I was very upset yesterday. Emotionally gutted. It was a tough day at work and the news I read in the morning meant every poke was a bit sharper.
Remember when I said I'd tell you why eating tuna was like eating elephants?
We're fishing and eating the tuna to extinction. Unless you've been living under a rock you've probably already heard that. But then we do hear that, don't we? Cod, shrimp, salmon. Seafood in general, right? We eat/fish/farm too much and it's bad and we should stop but this one piece of salmon fillet won't matter and isn't it delicious?
But the animals we are eating to extinction have never, to my knowledge, been so endangered that CITES has been mentioned and international bodies have stepped in to make fishing a species illegal. That's how bad it is.

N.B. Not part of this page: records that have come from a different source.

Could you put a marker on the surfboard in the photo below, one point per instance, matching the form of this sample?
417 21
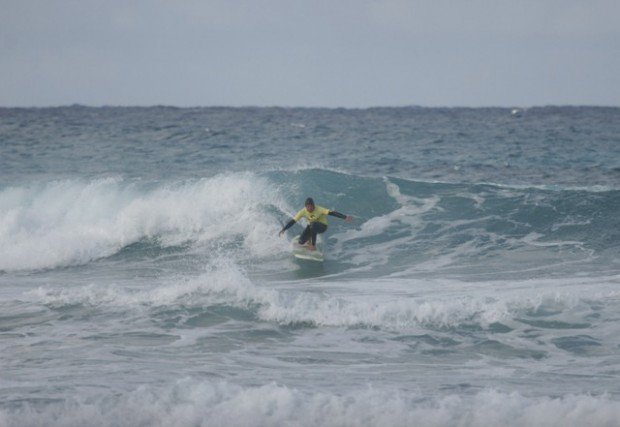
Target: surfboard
302 252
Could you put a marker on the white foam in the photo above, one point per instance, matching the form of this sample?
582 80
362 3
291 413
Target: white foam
74 222
188 402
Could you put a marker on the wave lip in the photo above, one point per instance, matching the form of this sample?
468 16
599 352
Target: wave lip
73 222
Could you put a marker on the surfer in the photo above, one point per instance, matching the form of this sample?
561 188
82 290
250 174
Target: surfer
317 222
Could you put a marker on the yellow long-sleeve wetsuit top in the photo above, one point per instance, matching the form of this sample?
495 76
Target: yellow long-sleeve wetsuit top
318 214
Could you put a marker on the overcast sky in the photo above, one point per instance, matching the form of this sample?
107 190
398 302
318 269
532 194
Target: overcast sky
331 53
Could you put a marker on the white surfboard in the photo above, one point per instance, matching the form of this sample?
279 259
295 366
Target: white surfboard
302 252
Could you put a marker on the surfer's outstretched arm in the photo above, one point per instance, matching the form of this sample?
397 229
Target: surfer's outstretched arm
287 226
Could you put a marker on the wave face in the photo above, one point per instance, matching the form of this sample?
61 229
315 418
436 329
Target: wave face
143 282
402 225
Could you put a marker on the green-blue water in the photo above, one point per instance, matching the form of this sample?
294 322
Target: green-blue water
142 280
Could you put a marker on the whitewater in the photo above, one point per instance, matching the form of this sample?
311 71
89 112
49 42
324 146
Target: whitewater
143 282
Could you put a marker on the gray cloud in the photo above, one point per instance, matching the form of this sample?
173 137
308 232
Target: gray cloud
310 53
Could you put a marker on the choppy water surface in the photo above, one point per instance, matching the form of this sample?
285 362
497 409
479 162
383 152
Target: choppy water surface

So on Thursday 18 March when the Convention on International Trade in Endangered Species in Doha, Qatar voted overwhelmingly to reject the ban on trade in tuna (and polar bears, incidentally), I was upset.
As Barry Estabrook writes, soon tuna may no longer be endangered, they may be extinct.
So go enjoy your tuna fish sandwich, while you can. Please make sure it's served with a generous helping of shame and a sprinkling of doom, because we all know that one species affects another and that this is bad news for more than just tuna.
Oh, and you may want to include a side of elephant. Because the convention will also likely lift a ban on the sale of elephant ivory and then you can tell your children that you ate the last of two extinct animals.
Full disclosure: There are two tins of tuna in my cupboard. They are the last tins I will ever buy.